The INA134 itself adds a small and negligible DC error. I would not worry.

But the same thought applies: is any DC crap leaking out of your source? Most don't. If you know none of your sources leak DC (or subsonics), then omit all coupling caps. Myself, I sometimes have to plug-up strange gear, and sometimes with huge subsonics that will flutter headphone diaphragms to no good effect, so I like a 17Hz cutoff. (I don't try to judge "balance" on 20Hz-40Hz tones in headphones on location, so the small response droop is not a problem.)

> And don't forget pentodes, I hear our bottlehead brethren saying

Q1 and IDC can be replaced with hollow-state devices, obviously.

Because vacuum is a much worse conductor than a semiconductor, you'll have to run much higher rail voltages. If the tubes are fat enough to pump headphone impedances well, the op-amp supply rail can stay about the same, though for a low-Mu tube you might shift to +10V -20V to allow for negative-grid operation. (Positive grid operation should be practical, with the high current available from a chip.
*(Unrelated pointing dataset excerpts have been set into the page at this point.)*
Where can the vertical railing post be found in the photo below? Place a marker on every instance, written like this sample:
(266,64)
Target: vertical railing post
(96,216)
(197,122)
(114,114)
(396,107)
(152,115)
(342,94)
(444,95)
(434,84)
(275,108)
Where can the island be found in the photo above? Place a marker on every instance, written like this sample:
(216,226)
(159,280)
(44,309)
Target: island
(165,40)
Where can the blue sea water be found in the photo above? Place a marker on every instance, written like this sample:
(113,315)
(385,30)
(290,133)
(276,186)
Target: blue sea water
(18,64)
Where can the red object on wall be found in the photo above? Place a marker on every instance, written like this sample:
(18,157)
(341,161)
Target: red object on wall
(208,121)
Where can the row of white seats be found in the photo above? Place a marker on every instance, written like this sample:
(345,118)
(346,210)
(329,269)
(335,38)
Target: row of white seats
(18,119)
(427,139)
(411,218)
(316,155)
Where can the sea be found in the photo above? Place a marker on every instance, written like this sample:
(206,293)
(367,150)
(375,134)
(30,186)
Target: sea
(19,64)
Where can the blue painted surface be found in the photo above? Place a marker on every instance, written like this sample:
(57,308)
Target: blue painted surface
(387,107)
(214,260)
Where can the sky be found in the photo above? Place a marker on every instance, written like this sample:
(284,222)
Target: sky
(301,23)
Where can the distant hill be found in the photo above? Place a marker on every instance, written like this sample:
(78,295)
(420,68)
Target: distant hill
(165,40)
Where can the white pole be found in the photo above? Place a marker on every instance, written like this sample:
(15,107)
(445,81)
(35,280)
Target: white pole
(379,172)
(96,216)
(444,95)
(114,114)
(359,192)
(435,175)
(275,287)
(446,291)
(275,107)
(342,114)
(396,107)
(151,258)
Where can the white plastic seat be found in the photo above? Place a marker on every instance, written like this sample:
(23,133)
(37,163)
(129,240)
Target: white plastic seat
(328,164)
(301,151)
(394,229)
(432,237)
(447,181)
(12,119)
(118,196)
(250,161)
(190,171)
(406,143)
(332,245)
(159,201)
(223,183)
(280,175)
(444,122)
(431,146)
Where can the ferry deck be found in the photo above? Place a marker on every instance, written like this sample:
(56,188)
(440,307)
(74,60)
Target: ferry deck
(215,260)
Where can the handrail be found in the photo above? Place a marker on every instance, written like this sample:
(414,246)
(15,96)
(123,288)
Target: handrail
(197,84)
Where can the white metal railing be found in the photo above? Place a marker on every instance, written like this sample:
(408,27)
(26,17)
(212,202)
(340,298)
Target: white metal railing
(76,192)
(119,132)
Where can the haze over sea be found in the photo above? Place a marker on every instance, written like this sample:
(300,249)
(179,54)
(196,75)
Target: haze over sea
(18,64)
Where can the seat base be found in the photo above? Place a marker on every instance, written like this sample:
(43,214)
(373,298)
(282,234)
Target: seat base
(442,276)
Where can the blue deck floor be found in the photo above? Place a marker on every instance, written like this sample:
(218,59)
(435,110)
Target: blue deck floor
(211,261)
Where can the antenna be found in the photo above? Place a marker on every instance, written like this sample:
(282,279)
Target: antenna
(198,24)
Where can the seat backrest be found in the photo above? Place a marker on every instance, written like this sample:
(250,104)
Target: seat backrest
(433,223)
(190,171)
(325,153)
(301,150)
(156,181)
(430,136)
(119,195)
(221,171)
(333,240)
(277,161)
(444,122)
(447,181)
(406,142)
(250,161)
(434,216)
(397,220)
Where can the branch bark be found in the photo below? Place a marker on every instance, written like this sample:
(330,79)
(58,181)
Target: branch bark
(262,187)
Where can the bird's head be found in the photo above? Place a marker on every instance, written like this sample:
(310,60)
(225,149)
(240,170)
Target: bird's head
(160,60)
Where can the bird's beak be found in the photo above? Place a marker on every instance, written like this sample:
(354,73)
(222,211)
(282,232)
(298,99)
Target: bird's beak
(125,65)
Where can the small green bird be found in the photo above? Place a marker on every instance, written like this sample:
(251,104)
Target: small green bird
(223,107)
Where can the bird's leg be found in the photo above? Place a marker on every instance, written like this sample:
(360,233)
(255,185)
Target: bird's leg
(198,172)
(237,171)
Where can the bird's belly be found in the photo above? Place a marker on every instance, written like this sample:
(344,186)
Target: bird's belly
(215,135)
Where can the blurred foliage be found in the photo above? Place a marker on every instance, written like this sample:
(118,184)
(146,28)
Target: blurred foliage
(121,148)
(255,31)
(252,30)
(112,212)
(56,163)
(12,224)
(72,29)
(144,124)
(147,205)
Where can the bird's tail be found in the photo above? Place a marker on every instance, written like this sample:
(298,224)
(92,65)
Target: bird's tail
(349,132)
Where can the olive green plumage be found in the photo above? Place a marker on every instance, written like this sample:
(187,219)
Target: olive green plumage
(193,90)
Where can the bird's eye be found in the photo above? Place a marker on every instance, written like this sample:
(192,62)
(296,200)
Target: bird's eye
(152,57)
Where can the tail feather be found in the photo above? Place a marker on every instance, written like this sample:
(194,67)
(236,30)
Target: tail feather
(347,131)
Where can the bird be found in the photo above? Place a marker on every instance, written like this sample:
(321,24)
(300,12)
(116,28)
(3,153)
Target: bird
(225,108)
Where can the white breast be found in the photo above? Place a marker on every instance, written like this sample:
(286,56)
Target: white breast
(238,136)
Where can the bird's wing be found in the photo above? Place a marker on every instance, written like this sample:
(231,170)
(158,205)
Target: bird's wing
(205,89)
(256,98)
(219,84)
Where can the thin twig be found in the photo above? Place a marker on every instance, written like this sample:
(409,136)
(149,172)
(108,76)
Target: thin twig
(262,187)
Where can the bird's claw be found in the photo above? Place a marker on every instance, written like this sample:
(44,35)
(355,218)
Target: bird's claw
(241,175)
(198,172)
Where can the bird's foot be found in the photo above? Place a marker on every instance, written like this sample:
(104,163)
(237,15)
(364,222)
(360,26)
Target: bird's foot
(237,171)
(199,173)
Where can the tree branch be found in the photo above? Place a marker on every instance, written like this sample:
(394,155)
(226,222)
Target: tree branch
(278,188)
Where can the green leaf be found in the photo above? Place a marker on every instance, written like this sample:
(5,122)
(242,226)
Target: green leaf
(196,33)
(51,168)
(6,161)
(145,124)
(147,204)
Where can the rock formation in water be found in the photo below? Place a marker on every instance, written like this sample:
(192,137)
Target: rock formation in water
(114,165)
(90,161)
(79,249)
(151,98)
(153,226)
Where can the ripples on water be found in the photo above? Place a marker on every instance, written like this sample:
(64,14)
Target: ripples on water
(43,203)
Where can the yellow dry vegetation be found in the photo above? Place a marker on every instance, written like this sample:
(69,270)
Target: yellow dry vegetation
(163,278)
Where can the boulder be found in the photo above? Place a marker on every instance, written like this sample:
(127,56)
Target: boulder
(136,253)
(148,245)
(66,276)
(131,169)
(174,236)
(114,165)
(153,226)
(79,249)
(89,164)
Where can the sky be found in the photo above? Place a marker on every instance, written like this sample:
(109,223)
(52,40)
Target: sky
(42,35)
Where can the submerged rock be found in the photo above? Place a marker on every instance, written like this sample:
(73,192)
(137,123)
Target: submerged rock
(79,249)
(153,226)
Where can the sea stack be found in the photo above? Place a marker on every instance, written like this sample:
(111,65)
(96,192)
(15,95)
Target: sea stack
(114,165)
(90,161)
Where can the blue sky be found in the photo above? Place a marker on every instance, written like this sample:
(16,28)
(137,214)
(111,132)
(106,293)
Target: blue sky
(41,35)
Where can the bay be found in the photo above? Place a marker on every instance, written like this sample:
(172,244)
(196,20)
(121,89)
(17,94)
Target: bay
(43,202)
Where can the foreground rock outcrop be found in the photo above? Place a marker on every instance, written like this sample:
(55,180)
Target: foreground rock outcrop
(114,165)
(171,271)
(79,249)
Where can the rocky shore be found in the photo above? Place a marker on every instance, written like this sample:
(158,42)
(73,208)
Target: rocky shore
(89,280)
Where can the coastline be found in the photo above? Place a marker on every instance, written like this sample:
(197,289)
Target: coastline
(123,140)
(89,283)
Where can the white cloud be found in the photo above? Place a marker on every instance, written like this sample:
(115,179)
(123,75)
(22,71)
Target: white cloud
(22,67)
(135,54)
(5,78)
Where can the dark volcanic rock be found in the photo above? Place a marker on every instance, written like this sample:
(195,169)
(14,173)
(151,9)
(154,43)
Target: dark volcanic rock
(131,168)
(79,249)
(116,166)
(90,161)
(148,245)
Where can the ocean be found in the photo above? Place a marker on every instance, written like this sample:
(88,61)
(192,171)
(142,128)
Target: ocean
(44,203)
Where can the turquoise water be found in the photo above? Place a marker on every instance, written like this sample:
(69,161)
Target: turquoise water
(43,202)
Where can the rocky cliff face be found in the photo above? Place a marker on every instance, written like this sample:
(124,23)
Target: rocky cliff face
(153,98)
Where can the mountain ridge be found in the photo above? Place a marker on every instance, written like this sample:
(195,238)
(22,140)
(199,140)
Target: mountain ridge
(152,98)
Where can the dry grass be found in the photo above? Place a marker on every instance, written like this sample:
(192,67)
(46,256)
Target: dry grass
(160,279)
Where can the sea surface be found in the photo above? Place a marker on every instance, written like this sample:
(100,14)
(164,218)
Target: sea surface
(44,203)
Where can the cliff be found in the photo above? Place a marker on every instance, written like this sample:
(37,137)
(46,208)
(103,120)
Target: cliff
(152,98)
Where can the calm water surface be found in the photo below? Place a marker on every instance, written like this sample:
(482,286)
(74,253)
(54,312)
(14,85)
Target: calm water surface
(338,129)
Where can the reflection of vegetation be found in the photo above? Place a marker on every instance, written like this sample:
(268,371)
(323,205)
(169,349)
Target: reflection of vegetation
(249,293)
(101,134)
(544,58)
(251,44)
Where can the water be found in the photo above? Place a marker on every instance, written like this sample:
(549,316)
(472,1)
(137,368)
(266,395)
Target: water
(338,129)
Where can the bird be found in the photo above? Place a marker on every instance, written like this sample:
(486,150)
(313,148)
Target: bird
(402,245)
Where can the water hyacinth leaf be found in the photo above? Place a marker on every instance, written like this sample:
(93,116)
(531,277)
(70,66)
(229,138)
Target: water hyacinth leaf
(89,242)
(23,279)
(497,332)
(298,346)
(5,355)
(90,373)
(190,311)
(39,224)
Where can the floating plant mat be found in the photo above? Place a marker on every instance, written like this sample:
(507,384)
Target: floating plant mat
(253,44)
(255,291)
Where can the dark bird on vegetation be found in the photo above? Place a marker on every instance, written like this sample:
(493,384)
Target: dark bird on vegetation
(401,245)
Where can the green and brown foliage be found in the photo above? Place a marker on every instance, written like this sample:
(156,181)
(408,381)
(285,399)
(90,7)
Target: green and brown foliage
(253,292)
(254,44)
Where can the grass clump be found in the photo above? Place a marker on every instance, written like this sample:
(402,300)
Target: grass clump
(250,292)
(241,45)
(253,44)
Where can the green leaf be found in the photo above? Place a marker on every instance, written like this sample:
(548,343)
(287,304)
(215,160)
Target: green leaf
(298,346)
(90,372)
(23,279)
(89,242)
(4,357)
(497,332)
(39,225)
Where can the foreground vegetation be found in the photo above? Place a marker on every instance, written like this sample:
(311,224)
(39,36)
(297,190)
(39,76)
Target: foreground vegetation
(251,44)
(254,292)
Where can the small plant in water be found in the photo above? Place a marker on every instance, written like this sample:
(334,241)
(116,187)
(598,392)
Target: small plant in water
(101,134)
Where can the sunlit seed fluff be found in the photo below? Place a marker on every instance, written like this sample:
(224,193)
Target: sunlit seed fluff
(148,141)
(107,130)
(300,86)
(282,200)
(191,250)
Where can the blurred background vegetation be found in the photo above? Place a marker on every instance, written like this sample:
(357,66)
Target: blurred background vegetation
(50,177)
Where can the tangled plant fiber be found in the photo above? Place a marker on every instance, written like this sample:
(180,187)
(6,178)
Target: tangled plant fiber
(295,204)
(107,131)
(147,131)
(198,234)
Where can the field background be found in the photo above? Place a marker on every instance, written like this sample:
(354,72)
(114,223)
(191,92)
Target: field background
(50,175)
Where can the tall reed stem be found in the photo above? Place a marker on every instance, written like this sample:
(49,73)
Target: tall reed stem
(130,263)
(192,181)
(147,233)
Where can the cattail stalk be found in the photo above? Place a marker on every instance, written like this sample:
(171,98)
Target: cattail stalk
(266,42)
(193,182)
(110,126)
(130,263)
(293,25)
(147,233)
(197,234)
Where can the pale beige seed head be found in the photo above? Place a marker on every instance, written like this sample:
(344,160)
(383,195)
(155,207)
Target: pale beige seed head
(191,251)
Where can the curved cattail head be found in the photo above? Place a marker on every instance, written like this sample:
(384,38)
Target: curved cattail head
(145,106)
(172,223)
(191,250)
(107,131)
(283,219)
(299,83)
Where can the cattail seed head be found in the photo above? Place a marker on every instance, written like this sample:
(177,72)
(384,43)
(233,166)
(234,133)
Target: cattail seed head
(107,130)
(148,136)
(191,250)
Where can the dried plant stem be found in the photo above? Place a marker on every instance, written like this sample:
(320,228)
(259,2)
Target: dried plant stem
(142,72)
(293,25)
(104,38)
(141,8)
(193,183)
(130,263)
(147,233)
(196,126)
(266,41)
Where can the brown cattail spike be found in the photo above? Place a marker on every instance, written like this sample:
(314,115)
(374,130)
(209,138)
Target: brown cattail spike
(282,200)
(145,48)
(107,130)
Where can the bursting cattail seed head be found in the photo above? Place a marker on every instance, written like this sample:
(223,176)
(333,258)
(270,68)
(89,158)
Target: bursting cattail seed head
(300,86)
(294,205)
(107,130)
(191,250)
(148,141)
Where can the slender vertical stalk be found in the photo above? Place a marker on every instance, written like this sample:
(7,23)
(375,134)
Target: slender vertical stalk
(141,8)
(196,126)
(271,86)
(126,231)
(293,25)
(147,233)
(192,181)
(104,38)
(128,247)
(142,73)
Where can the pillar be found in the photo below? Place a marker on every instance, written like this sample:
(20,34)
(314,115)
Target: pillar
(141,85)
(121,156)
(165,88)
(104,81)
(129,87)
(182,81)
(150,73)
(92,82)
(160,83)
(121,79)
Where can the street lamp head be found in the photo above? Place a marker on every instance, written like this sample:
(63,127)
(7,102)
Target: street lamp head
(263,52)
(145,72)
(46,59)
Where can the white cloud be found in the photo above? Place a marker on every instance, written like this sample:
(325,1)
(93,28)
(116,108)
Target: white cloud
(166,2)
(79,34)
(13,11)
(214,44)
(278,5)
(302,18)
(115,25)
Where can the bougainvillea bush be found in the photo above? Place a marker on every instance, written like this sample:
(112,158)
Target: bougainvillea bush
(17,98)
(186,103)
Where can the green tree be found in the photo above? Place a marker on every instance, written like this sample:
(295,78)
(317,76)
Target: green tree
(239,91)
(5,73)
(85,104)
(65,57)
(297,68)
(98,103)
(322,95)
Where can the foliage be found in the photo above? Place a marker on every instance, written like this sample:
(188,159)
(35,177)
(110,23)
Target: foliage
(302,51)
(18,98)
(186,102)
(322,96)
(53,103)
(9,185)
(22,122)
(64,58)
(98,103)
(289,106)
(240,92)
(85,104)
This might get double the current from a given tube, but few small tubes have grid-current ratings so you might melt a grid.)

This can give a tube amp without an output capacitor. NOTE: the servo loop won't work right when the tubes are half-hot. Let the tubes hot-up 10-20 seconds before you connect the phones.

Op-amp pushing hollow-state:


This is more a joke than a serious plan.

Thanks(?) to the op-amp, THD below clipping is point-oh stuff. Any "tube sound" will be suppressed by the op-amp.

The 6c33c tube is needed to get "serious" power in 32Ω; lesser tubes won't do near as well. The 6c33c is a refugee from USSR heavy electronics: a regulator pass-tube with 40W of heater demand, and we need four for stereo.

This simulates as ~250mA plate current, though I do not trust either the simulator or the russian tube factory too far. Some adjustment will be needed. It is very sensitive to supply voltages: lower will clip, but too high runs hot and is hard to drive.

This runs a little bit into grid-current at high level in low impedance. I really doubt a 5532 could melt a 6c33c's grids, and for speech/music signals I'm sure it is not an issue.

I played with zero-bias operation. Make R5=zero. Perfomance is good, but really better with R5 in there to jack-up TU5's plate resistance. If plate-power efficiency is critical, zero-bias may be the way to go. (But who cares about 20W in the plates when we need 80W/channel to hot-up the cathodes?) In zero-bias you get several mA grid current at several volt swing. Probably not a problem for a low-Mu tube with 60W plates, especially with plates idling around 10W.

Thanks to both you guys for the Sunday school lesson :wink:
No. I can see a million of em coming, but I'll pass. :twisted:
Did you hear the one about the Priest, the Rabbi and the Engineer?


I'll have to work on that one.

Thanks again.
Kelly

Good Grief---4 6C33's. But they would look so cool.

BTW by an interesting coincidence the latest issue of AudioXpress has an article by Borbely on a hybrid headphone amp, using a tube first stage and MOSFET outputs.